When a band signs with a record label, they get a signing fee which is essentially an advance against royalties. Production costs to record and produce, manufacture, and distribute the album, marketing and promotional expenses, and tour support all get charged to the band. If the record company guesses wrong and the album tanks, the band will not only be dropped from contract, but might just find the record company trying to recover the signing fee from them.
(Can you imagine publishing if publishers tried to recover the advance from an author whose book didn't sell?)
I know a guy who worked his way through college playing bass in a metal band. His band was the house band for a local club, played the local club circuit, and served as an opening act when national bands came through on tour. They got paid in cash after each gig. He described opening for national bands touring in support of platinum albums who borrowed money from his band because they were broke! Is it possible to be a star act with a platinum album on the charts and be broke? It is if you sign with a major US label...
The record industry behaves a lot like the film industry - screw the creators and keep the revenue. Have you noticed how folks whose film contracts specify they get a cut of the net get nothing, because somehow, after the accountants are through, they
isn't any net, no matter
how large the grosses are?
The record industry is a lot like that with bands they sign. Bands sent out on tour may get just enough of a stipend to pay the bare expenses. The record company keeps the grosses.
And the record industry has forgotten how to develop and market acts. Once upon a time, they realized it took time for an act to build an audience, and expected low initial sales. Now, an act is likely to be dropped from the contract if the first album doesn't go double platinum out of the box, and what the record companies turn out is more of the same. If you aren't a hip-hop act, boy band, or Britney Spears clone, you might have problems getting a record company to pay attention...
When I buy albums, I buy them
from the band at a gig. That way, I know
they're getting the money. I
don't know that if I buy the CD in a store or from the record company's website, but I strongly suspect they don't.
The record companies cry the blues about how record sales are flat or down and blame it all on piracy. There's no question about whether they might simply be doing a poor job of choosing who to sign, or of marketing them when they do, or of having unrealistic expectations of how well an act will sell, or pricing the CDs out of the market. Oh, no, it couldn't
possibly be a failure on
their part -- it's all those dirty file sharing pirates.
And I know people who get MP3s through file sharing. You know what the usual result is? They decide they like the band, go to see them when they play gigs in the area, and
buy the albums. Does that sound like anything you might be familiar with, like, say, the Baen Free Library?

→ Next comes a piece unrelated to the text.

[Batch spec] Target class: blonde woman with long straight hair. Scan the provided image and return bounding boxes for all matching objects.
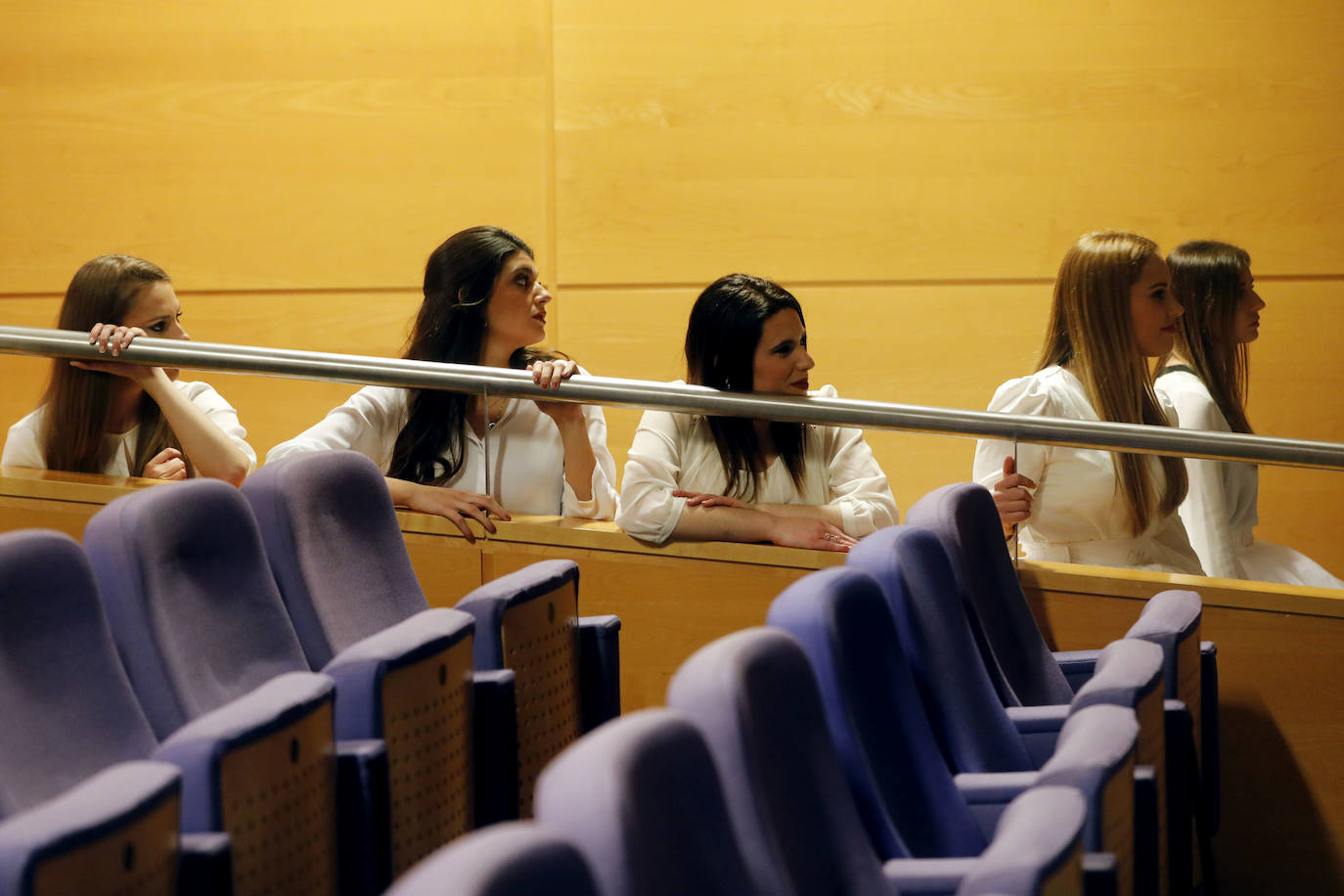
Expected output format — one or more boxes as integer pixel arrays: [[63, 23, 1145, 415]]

So what do the record companies do? They call upon the RIAA. Cstross is being
polite when he calls them scum, gangsters, and extortionists. In their attempts to stop piracy, all they are actually doing is making themselves laughingstocks, and giving the record companies an even worse image than they already (deservedly) have.

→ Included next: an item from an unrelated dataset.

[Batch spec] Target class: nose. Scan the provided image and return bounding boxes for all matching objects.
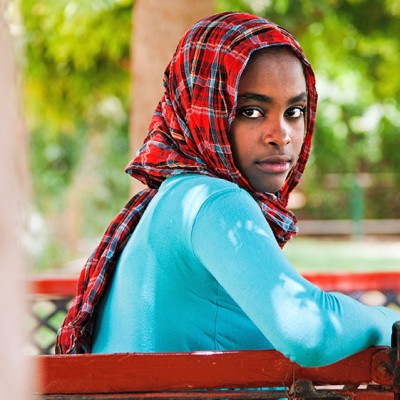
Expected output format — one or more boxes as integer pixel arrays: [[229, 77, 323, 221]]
[[263, 118, 291, 148]]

There's a reason why more and more acts are going the indie route and promoting themselves and selling directly over the internet, rather than taking the questionable benefits of signing with a major label. They are less likely to get screwed.
Whose interests are served by the actions of the RIAA? Certainly not the artists.
You can be a big fan of the RIAA if you like, but I'd suggest looking a bit more closely at just what you're being a fan of. Personally, I like to look at myself in the mirror and like what I see. If I supported the RIAA, I couldn't.
{Incidentally, regarding your desire to go after the uploader? Look at the specs for the bit torrent protocol widely used for this. Just which uploader did you have in mind?)